Faking It While the World Burns By Emily Schwartz Greco

Rex Tillerson, of all people, just did the climate movement a big favor.

He didn’t hand the Sierra Club tens of millions of dollars to fight the coal industry like former New York City mayor Mike Bloomberg. Nor did the chairman and CEO of Exxon Mobil follow former hedge fund investor Tom Steyer‘s lead by giving political candidates with climate cred campaign cash.

What did Tillerson, whom Forbes ranks among the world’s most powerful people, do? He disclosed his take on the proper role for big oil and gas companies regarding global warming, declaring: “We’re not going to fake it.”

The head of the biggest U.S. oil company made this blunt statement after reporters and investors prodded him about the company’s climate change plans. Exxon’s European competitors, including BP, Shell, and Total, admit that fossil fuels harm the climate and want to be “part of the solution,” as Total CEO Patrick Pouyanne puts it.

These corporations are even urging world leaders to make them pay for their carbon pollution — a move bound to crimp oil consumption.

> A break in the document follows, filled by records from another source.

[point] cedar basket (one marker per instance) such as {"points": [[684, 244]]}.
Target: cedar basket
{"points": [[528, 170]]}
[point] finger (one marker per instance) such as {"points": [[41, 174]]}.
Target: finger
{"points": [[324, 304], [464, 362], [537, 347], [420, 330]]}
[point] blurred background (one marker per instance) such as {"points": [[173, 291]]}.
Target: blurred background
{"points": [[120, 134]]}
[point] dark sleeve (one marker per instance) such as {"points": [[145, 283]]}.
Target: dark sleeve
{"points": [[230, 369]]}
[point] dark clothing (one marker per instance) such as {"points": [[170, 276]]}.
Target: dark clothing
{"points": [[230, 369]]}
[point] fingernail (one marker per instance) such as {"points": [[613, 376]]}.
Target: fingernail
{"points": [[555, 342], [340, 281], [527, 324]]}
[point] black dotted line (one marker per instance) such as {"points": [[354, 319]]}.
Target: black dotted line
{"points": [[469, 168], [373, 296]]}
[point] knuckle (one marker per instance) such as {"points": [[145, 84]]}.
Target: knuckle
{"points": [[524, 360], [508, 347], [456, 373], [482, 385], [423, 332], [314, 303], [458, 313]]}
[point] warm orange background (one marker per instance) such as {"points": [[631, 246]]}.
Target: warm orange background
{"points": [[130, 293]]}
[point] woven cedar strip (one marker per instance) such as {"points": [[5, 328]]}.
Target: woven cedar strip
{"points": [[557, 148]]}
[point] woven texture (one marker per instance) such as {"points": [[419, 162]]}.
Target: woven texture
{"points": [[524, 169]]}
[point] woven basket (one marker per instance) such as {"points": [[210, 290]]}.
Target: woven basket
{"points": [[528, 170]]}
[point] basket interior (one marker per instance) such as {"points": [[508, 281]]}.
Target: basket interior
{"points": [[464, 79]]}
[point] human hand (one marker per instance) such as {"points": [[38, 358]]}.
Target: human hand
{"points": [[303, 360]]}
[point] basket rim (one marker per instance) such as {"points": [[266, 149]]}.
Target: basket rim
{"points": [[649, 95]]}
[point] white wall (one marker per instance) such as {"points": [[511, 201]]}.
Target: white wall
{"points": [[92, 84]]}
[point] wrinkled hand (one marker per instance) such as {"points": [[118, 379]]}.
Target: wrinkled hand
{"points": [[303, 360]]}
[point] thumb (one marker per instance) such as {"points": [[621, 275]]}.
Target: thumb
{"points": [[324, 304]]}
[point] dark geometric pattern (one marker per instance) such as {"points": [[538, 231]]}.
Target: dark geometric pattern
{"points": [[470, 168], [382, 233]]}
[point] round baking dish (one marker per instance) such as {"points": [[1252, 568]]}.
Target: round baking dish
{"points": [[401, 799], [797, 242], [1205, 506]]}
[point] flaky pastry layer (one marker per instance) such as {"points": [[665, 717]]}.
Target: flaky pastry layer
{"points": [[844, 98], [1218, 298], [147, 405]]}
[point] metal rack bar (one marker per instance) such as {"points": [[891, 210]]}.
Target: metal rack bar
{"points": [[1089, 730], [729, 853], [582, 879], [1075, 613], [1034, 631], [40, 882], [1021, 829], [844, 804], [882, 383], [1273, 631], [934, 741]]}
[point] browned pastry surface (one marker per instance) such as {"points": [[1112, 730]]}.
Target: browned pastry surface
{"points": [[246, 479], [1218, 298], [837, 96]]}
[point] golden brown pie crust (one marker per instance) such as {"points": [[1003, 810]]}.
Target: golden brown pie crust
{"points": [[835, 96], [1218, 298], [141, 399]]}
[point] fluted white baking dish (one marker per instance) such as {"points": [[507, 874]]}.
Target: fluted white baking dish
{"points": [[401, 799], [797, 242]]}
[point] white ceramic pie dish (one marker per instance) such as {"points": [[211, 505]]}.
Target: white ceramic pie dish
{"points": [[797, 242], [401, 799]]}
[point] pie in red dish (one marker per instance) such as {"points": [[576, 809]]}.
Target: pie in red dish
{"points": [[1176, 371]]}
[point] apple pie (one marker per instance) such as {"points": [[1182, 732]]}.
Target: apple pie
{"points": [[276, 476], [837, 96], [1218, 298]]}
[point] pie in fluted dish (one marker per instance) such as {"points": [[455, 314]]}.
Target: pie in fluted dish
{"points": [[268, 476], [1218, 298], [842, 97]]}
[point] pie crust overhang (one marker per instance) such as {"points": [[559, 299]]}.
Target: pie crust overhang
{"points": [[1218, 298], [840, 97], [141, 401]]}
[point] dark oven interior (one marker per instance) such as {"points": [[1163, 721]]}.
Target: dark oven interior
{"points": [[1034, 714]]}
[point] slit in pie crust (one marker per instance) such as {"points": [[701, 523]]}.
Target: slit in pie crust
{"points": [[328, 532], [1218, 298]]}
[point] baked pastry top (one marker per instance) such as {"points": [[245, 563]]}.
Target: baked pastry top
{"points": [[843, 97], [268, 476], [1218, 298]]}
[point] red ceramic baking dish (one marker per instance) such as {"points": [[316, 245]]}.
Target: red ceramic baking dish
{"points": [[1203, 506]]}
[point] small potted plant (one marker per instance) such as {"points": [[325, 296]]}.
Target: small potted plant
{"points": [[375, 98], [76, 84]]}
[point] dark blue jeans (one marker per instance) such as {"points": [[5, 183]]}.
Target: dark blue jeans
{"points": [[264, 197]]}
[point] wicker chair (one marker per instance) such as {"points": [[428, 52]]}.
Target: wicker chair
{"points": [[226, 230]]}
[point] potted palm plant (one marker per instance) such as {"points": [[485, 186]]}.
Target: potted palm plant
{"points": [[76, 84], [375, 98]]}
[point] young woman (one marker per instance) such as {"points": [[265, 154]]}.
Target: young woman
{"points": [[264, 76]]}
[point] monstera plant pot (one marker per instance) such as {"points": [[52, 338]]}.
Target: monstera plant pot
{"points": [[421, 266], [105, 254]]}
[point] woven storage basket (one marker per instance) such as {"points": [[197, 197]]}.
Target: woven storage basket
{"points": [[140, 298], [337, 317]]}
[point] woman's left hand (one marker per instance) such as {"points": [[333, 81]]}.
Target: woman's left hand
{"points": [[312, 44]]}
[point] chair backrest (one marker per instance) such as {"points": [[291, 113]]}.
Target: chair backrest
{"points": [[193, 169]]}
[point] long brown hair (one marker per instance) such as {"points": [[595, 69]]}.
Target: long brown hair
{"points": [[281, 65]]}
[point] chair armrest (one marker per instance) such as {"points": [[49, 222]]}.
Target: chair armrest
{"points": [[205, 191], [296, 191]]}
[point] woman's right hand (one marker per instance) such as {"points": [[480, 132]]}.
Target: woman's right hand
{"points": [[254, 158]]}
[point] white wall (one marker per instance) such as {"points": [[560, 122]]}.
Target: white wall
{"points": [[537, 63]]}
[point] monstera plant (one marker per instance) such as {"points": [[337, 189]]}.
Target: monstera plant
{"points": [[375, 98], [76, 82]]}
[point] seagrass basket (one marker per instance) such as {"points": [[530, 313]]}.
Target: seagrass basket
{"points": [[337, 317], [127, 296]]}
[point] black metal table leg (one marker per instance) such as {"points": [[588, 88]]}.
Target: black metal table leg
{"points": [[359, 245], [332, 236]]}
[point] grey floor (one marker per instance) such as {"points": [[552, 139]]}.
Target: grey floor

Most Americans worry about global warming. By refusing to voluntarily revamp their business models, Exxon and No. 2 U.S. oil company Chevron are leaving it up to you to use less dirty energy. You know, drive less. Turn off more lights.

That won’t suffice. All levels of government must shrink humanity’s collective carbon footprint through regulation, taxation, better urban planning, and green-energy incentives.